KABUL (Reuters) - A suicide attack at a wrestling club in a Shi’ite neighborhood of the Afghan capital Kabul and a second explosion apparently targeting emergency services and journalists at the site killed at least 20 people and wounded 70 on Wednesday, officials said.
Islamic State claimed responsibility for the attack in Dasht-e-Barchi, home to many members of the mainly Shi’ite Muslim Hazara ethnic minority which has been targeted repeatedly in the past by the militant Sunni group. The Taliban denied any involvement.
Prior to Wednesday’s attack, the area had seen a series of similar incidents, most recently last month, when dozens of students preparing for a university entrance examination were killed at an educational center.
As police and bystanders, some still wearing their torn wrestling kit, helped the wounded onto vehicles to be taken to hospital, the second explosion hit, catching journalists covering the attack for local television stations.
The second blast came from a car parked outside the club where the suicide attacker had struck, killing a reporter and a cameraman from local broadcaster Tolo News minutes after they had made a live report from the scene.
Four other local television crew were wounded.
After nine journalists died in a single incident in April, when a suicide bomber apparently targeted them while they were covering another attack in Kabul, at least 14 journalists have now been killed in Afghanistan so far this year.
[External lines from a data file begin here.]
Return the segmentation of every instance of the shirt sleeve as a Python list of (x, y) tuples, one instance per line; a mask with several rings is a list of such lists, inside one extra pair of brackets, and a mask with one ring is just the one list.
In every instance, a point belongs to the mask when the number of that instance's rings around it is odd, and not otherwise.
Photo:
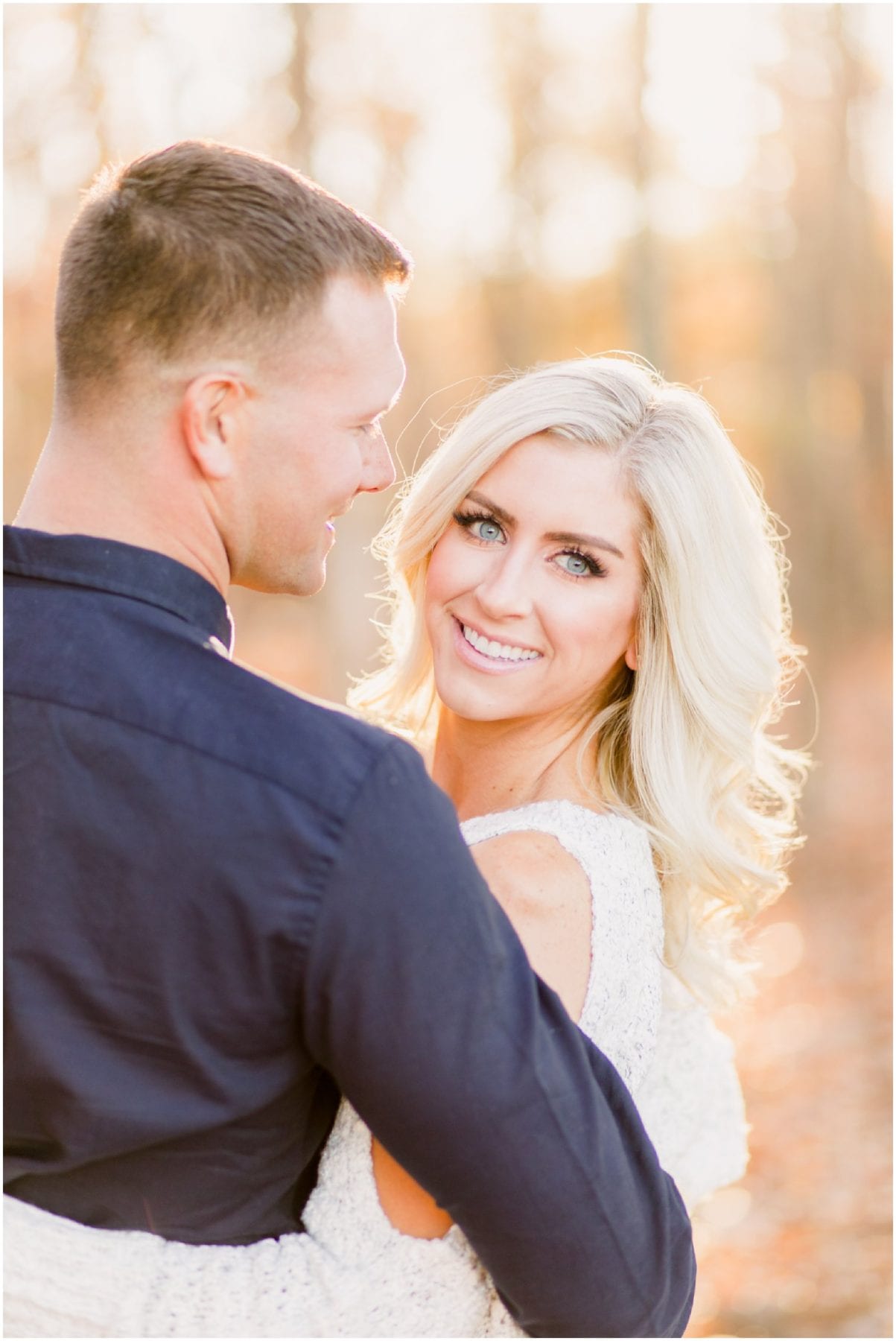
[(309, 948), (315, 1059), (531, 1336), (681, 1336), (691, 1227), (610, 1062), (528, 967), (447, 797), (392, 742)]

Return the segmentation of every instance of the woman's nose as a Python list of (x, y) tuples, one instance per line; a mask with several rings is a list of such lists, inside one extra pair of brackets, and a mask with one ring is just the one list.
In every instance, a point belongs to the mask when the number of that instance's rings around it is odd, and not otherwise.
[(533, 575), (528, 563), (512, 551), (494, 554), (492, 563), (476, 587), (484, 614), (494, 620), (522, 618), (533, 609)]

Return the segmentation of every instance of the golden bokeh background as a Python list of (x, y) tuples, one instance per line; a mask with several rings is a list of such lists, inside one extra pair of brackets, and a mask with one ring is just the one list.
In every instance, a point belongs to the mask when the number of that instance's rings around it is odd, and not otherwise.
[[(208, 137), (408, 247), (405, 469), (507, 369), (634, 350), (703, 390), (790, 530), (805, 852), (726, 1022), (744, 1181), (697, 1215), (688, 1336), (891, 1336), (888, 4), (8, 4), (5, 488), (50, 420), (64, 232), (99, 165)], [(237, 656), (341, 701), (388, 499), (325, 590), (233, 591)]]

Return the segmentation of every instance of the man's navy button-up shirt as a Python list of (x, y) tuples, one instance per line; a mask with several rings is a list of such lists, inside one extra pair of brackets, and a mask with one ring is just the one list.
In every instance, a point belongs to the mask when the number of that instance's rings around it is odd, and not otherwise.
[(679, 1334), (677, 1193), (416, 752), (235, 665), (173, 559), (7, 528), (5, 574), (7, 1191), (279, 1235), (342, 1090), (530, 1332)]

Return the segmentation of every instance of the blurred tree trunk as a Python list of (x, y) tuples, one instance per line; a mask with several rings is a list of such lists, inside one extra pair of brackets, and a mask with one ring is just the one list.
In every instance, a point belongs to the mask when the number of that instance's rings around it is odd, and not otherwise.
[(514, 369), (531, 363), (535, 347), (545, 345), (549, 316), (538, 286), (545, 215), (539, 169), (547, 148), (542, 89), (549, 74), (539, 8), (491, 7), (498, 86), (511, 138), (506, 178), (510, 227), (498, 274), (484, 282), (483, 296), (495, 349)]
[(309, 82), (311, 44), (315, 40), (317, 5), (288, 5), (292, 23), (292, 55), (286, 70), (287, 90), (298, 117), (287, 137), (286, 153), (292, 168), (310, 176), (314, 149), (314, 99)]
[(628, 173), (641, 201), (641, 227), (628, 248), (622, 286), (632, 349), (660, 371), (665, 361), (663, 339), (663, 274), (660, 241), (647, 212), (647, 189), (655, 170), (653, 130), (644, 114), (648, 83), (647, 55), (651, 40), (652, 5), (636, 4), (632, 16), (632, 107)]
[[(782, 137), (795, 164), (791, 255), (773, 261), (779, 292), (779, 432), (793, 498), (794, 606), (817, 629), (814, 665), (868, 632), (888, 590), (887, 264), (869, 198), (850, 173), (850, 123), (868, 75), (840, 5), (785, 7), (790, 56), (775, 76)], [(832, 87), (801, 79), (811, 52)], [(802, 67), (805, 70), (805, 66)], [(824, 574), (822, 581), (818, 575)]]

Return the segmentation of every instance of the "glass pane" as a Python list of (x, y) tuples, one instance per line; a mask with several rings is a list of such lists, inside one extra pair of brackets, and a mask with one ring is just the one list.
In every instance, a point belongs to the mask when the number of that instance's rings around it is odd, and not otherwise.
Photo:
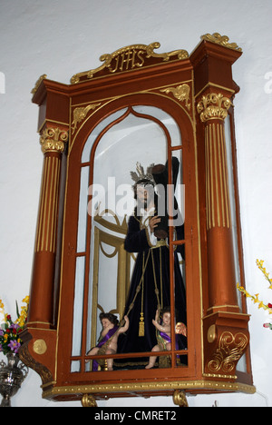
[(89, 188), (89, 167), (82, 168), (81, 189), (78, 213), (77, 252), (86, 250), (86, 226), (87, 226), (87, 200)]
[[(126, 112), (127, 116), (120, 123), (114, 122)], [(93, 143), (109, 123), (113, 125), (100, 139), (95, 151), (91, 188), (86, 341), (90, 356), (118, 353), (125, 358), (112, 361), (109, 355), (106, 362), (98, 362), (99, 367), (93, 366), (95, 362), (92, 366), (92, 362), (86, 363), (86, 371), (91, 371), (92, 367), (97, 371), (101, 368), (144, 369), (148, 366), (150, 359), (145, 353), (159, 343), (159, 331), (153, 321), (159, 314), (159, 326), (162, 309), (170, 305), (168, 227), (163, 238), (161, 233), (155, 233), (163, 217), (161, 215), (159, 222), (154, 213), (156, 209), (160, 210), (160, 200), (164, 199), (160, 191), (164, 189), (164, 195), (168, 193), (168, 143), (181, 146), (180, 129), (169, 114), (158, 108), (135, 106), (119, 111), (101, 123), (90, 135), (83, 150), (83, 163), (89, 161)], [(173, 163), (170, 163), (176, 169), (173, 177), (177, 203), (173, 206), (176, 212), (179, 211), (177, 218), (180, 220), (174, 223), (174, 234), (176, 239), (183, 241), (182, 150), (174, 151), (173, 157)], [(152, 168), (158, 164), (159, 168)], [(141, 183), (139, 180), (141, 180)], [(84, 181), (83, 177), (82, 181)], [(165, 222), (168, 223), (167, 203), (165, 205)], [(83, 226), (81, 229), (84, 232)], [(177, 313), (174, 320), (186, 325), (184, 262), (179, 253), (182, 250), (184, 252), (183, 246), (179, 245), (175, 251)], [(157, 310), (160, 312), (156, 315)], [(79, 318), (80, 312), (77, 314)], [(126, 315), (129, 324), (126, 319), (122, 321)], [(121, 323), (115, 328), (116, 321), (121, 321)], [(160, 323), (162, 324), (165, 323)], [(81, 345), (79, 341), (77, 343)], [(179, 342), (177, 348), (185, 350), (186, 346), (187, 343)], [(73, 352), (76, 355), (75, 350)], [(141, 354), (135, 355), (139, 352)], [(158, 364), (156, 360), (156, 366)], [(168, 367), (170, 365), (171, 362)]]

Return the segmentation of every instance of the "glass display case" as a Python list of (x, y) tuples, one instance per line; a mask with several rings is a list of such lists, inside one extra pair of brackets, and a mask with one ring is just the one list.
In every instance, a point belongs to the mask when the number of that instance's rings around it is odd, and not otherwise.
[(241, 50), (219, 34), (159, 48), (33, 92), (44, 162), (20, 356), (46, 399), (255, 391), (236, 289)]

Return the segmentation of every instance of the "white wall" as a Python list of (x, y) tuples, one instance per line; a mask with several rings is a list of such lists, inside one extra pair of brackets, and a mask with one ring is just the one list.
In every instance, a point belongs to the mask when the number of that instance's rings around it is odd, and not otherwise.
[[(69, 84), (71, 76), (100, 65), (120, 47), (159, 41), (160, 52), (189, 53), (203, 34), (227, 35), (243, 49), (234, 64), (236, 131), (245, 271), (248, 289), (271, 301), (257, 258), (272, 272), (272, 33), (271, 0), (0, 0), (0, 298), (15, 314), (29, 292), (43, 154), (36, 133), (38, 107), (30, 91), (42, 74)], [(267, 74), (271, 73), (271, 74)], [(3, 74), (0, 74), (0, 77)], [(267, 86), (266, 86), (267, 84)], [(3, 89), (5, 85), (5, 89)], [(266, 90), (265, 90), (266, 88)], [(270, 89), (270, 90), (269, 90)], [(270, 296), (270, 299), (269, 299)], [(272, 333), (263, 311), (250, 301), (255, 395), (189, 397), (190, 406), (272, 404)], [(80, 406), (41, 398), (31, 371), (14, 406)], [(172, 405), (170, 398), (100, 401), (111, 405)]]

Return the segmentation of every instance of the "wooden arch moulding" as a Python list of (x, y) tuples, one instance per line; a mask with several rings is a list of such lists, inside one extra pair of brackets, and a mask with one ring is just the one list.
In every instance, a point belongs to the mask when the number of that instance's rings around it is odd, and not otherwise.
[[(237, 280), (243, 286), (245, 282), (233, 116), (238, 87), (231, 66), (241, 49), (219, 34), (203, 35), (190, 54), (183, 49), (166, 54), (157, 49), (159, 43), (119, 49), (101, 56), (102, 64), (96, 69), (74, 74), (70, 84), (44, 74), (33, 91), (44, 161), (30, 309), (20, 356), (41, 376), (46, 399), (81, 400), (83, 406), (93, 406), (96, 400), (110, 397), (167, 395), (186, 405), (186, 393), (255, 391), (249, 317), (236, 291)], [(109, 354), (100, 352), (94, 360), (106, 368), (93, 371), (92, 356), (87, 353), (91, 342), (93, 346), (97, 341), (98, 312), (107, 304), (107, 295), (102, 303), (99, 294), (108, 292), (113, 300), (112, 312), (121, 320), (135, 254), (124, 249), (125, 217), (120, 220), (113, 213), (112, 220), (105, 220), (100, 213), (94, 218), (87, 213), (88, 208), (97, 206), (93, 193), (86, 194), (81, 189), (83, 175), (88, 189), (95, 183), (97, 170), (102, 181), (103, 174), (109, 176), (114, 154), (116, 164), (131, 158), (135, 164), (141, 161), (132, 156), (135, 143), (120, 144), (121, 151), (115, 147), (122, 137), (134, 140), (128, 128), (133, 120), (138, 120), (139, 128), (146, 125), (153, 132), (145, 133), (143, 143), (139, 140), (143, 155), (151, 159), (152, 143), (157, 143), (152, 137), (160, 133), (166, 160), (171, 163), (172, 158), (179, 158), (181, 164), (183, 235), (177, 237), (170, 224), (167, 242), (159, 245), (167, 244), (169, 252), (171, 317), (178, 317), (180, 301), (175, 252), (182, 247), (186, 252), (180, 262), (186, 281), (186, 344), (171, 341), (167, 356), (160, 348), (159, 366), (151, 369), (107, 370)], [(172, 129), (180, 138), (177, 143)], [(121, 136), (114, 144), (109, 140), (117, 130)], [(102, 143), (108, 143), (114, 161), (110, 155), (103, 157), (106, 163), (99, 162)], [(119, 175), (120, 166), (115, 166)], [(131, 183), (129, 174), (125, 183)], [(172, 183), (169, 167), (168, 183)], [(112, 285), (106, 285), (112, 273), (108, 269), (107, 274), (107, 266), (101, 265), (104, 258), (117, 262), (113, 296)], [(103, 264), (110, 264), (107, 262)], [(171, 335), (175, 331), (171, 321)], [(143, 361), (144, 355), (151, 355), (151, 347), (144, 354), (137, 353), (137, 361)], [(111, 356), (115, 365), (130, 357), (131, 352)], [(170, 362), (160, 367), (161, 359)]]

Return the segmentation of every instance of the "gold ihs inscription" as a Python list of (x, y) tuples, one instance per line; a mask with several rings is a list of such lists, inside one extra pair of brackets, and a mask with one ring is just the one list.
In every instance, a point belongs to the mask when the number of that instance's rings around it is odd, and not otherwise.
[(116, 71), (128, 71), (133, 68), (140, 68), (144, 64), (143, 50), (129, 50), (123, 52), (118, 56), (112, 58), (111, 64), (108, 65), (110, 73)]

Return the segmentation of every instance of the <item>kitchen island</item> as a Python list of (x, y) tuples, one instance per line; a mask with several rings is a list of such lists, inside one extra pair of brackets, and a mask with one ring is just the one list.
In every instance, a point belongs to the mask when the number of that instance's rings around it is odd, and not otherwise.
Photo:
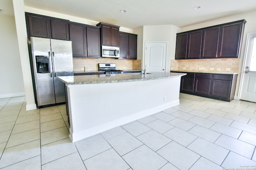
[(179, 104), (184, 73), (60, 76), (76, 142)]

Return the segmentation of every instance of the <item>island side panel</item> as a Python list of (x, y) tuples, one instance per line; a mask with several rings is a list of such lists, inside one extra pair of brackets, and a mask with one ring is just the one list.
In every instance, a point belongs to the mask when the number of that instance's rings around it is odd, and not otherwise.
[(71, 140), (75, 142), (178, 104), (180, 77), (68, 85)]

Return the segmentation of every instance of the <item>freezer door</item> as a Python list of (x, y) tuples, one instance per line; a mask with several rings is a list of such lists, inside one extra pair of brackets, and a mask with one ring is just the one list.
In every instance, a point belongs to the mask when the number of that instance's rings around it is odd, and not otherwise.
[[(50, 39), (30, 37), (33, 69), (34, 77), (36, 100), (38, 106), (54, 104), (55, 102), (52, 65), (50, 61), (51, 46)], [(50, 72), (38, 73), (37, 70), (36, 56), (48, 56)]]
[(51, 46), (56, 103), (63, 102), (66, 101), (64, 84), (57, 77), (74, 75), (72, 42), (51, 39)]

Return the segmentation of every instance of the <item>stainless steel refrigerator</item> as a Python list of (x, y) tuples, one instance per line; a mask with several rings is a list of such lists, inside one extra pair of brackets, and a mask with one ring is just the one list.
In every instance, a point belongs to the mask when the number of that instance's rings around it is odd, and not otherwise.
[(72, 41), (36, 37), (30, 40), (38, 107), (65, 102), (65, 85), (57, 77), (74, 75)]

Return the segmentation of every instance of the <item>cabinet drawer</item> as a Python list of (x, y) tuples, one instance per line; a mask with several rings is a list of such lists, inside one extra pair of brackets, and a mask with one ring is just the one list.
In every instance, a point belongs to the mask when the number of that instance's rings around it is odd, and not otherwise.
[(233, 75), (230, 74), (213, 74), (214, 80), (231, 80)]
[(208, 73), (196, 73), (196, 78), (212, 78), (212, 74)]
Wednesday’s attack underlined the danger in Kabul as elections approach next month, as well as the threat facing the Hazaras, a Persian-speaking minority that has long faced discrimination and which has borne the brunt of attacks claimed by Islamic State in Kabul.
The explosion came as Secretary of State Mike Pompeo announced that Washington’s former ambassador to Afghanistan, Zalmay Khalilzad, would be appointed as an adviser to help with efforts to end the conflict.
Hopes of possible peace talks with the Taliban were fueled by a brief ceasefire in June, although intense fighting in the months since, in particular the Taliban’s assault on the central city of Ghazni, have dampened optimism.
In any case, any talks would not include the local affiliate of Islamic State, which has established a brutal reputation and which both the Western-backed government and the Taliban consider an enemy.